Benar apa yang di katakan Primo.
Arlington, suaminya sekarang ada di depan pintu karena Abbey bisa mendengar suaranya.
Suara yang sangat ia rindukan, hatinya merasa hangat dan takut disaat yang bersamaan. Perkataan Primo kembali menghempasnya kepada realita.
Sekarang Arlington ada di sini untuknya, seperti yang Abbey harapkan. Tetapi Arlington tidak boleh berada di sini, ia mencintai Arlington dan tidak ingin jika bom yang ada di tubuhnya meledak dengan Arlington.
Katakanlah Abbey egois, dia memang sangat egois dengan dirinya sendiri karena ia sangat mencintai Arlington dan tidak ingin pria itu terluka.
"Siaga kuning!" samar-sama Abbey bisa mendengar suara Luigene.
Sejak tadi, Arlington memang memanggilnya tetapi Abbey tidak menghiraukannya, sampai akhirnya ia berani mengusir pria itu.
"Pergilah Arlington!"
"Abbey, aku akan membuka pintu ini."
"Tidak! Kau tidak perlu melakukan itu! Cukup pergi dari sini!"
Sedikit perdebatan terjadi, Abbey yang memaksa Arlington untuk pergi dan tentunya Arlington yang menolak untuk pergi.
"Pergilah!" bentak Abbey kepada Arlington yang berada di depan pintu.
"Aku ingin melihatmu."
Aku juga ingin melihatmu dan sangat merindukanmu.
Tubuh Abbey bergetar hebat, ia takut tidak lagi bisa menahan tangannya sendiri yang terhubung dengan rompi bom pada tubuhnya.
"Aku tidak ingin melihatmu, kalau kamu memaksa masuk maka aku akan membencimu seumur hidup!" nada bicaranya menahan rasa takut dan paniknya secara bersamaan.
Arlington kamu harus pergi.
Aku tidak memiliki waktu lagi.
"Fine! Aku tidak akan memaksa masuk karena aku tidak ingin kamu membenciku," Arlington diam, sedikit terkejut dengan pengusiran Abbey tetapi ia kembali melanjutkan. "Tapi Luigene akan."

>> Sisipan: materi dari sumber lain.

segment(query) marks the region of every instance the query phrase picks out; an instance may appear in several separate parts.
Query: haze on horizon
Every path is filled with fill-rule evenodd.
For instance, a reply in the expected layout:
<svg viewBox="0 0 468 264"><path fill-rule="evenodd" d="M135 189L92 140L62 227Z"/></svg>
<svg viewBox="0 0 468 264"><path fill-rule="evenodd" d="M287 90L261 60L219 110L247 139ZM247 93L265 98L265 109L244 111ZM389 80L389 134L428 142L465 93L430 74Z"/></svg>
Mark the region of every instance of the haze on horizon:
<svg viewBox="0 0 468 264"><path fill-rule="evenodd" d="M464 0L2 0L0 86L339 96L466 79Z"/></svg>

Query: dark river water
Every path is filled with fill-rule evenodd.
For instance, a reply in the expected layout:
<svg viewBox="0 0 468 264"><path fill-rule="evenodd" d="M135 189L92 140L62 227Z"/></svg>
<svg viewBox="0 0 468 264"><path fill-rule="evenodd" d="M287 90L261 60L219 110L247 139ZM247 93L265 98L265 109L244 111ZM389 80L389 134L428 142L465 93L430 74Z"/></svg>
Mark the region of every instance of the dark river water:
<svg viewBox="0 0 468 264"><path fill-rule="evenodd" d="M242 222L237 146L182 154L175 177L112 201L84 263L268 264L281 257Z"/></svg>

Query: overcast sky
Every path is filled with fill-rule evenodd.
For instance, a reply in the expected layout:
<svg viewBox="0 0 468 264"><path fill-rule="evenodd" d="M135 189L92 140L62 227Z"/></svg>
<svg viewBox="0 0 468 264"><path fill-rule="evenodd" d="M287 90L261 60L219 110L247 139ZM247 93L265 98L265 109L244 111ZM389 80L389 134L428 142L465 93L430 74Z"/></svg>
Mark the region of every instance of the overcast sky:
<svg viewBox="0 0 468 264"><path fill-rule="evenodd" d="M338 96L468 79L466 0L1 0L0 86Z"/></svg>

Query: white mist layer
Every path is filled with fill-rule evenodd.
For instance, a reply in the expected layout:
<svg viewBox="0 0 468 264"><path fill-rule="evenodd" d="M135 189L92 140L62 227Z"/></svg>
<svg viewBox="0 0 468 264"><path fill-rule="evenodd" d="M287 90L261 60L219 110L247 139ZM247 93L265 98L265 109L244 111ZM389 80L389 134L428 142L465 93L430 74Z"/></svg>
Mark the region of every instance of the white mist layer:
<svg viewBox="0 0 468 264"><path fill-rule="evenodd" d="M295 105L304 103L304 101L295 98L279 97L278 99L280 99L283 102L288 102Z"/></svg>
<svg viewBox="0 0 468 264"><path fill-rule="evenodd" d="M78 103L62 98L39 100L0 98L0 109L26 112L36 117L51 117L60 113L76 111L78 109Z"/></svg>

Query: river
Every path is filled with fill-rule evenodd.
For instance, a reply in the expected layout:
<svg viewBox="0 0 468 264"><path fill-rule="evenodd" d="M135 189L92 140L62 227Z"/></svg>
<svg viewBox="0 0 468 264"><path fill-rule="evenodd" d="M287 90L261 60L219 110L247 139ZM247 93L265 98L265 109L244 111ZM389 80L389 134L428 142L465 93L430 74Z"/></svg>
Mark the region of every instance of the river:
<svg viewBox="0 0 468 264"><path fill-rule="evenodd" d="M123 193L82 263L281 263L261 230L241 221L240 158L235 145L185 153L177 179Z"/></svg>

Seperkian detik kemudian pintu yang seharusnya tertutup dengan sempurna sudah didobrak paksa oleh Luigene dan beberapa pria berpakaian hitam.
Pintu itu berakhir mengenaskan di atas lantai dengan ujungnya yang terbelah.
Arlington tidak memaksa masuk bukan? Luigene yang memaksa masuk. Pintunya sudah terbuka sendiri dan Arlington tidak melakukan apa pun.
"Arlington..." lirih Abbey begitu melihat pria itu yang sudah berdiri di hadapannya.
Ekspresi Arlington berubah tercengang begitu melihat wajah istrinya yang penuh luka dan ia lebih terkejut ketika melihat rompi bom yang melilit tubuh istrinya.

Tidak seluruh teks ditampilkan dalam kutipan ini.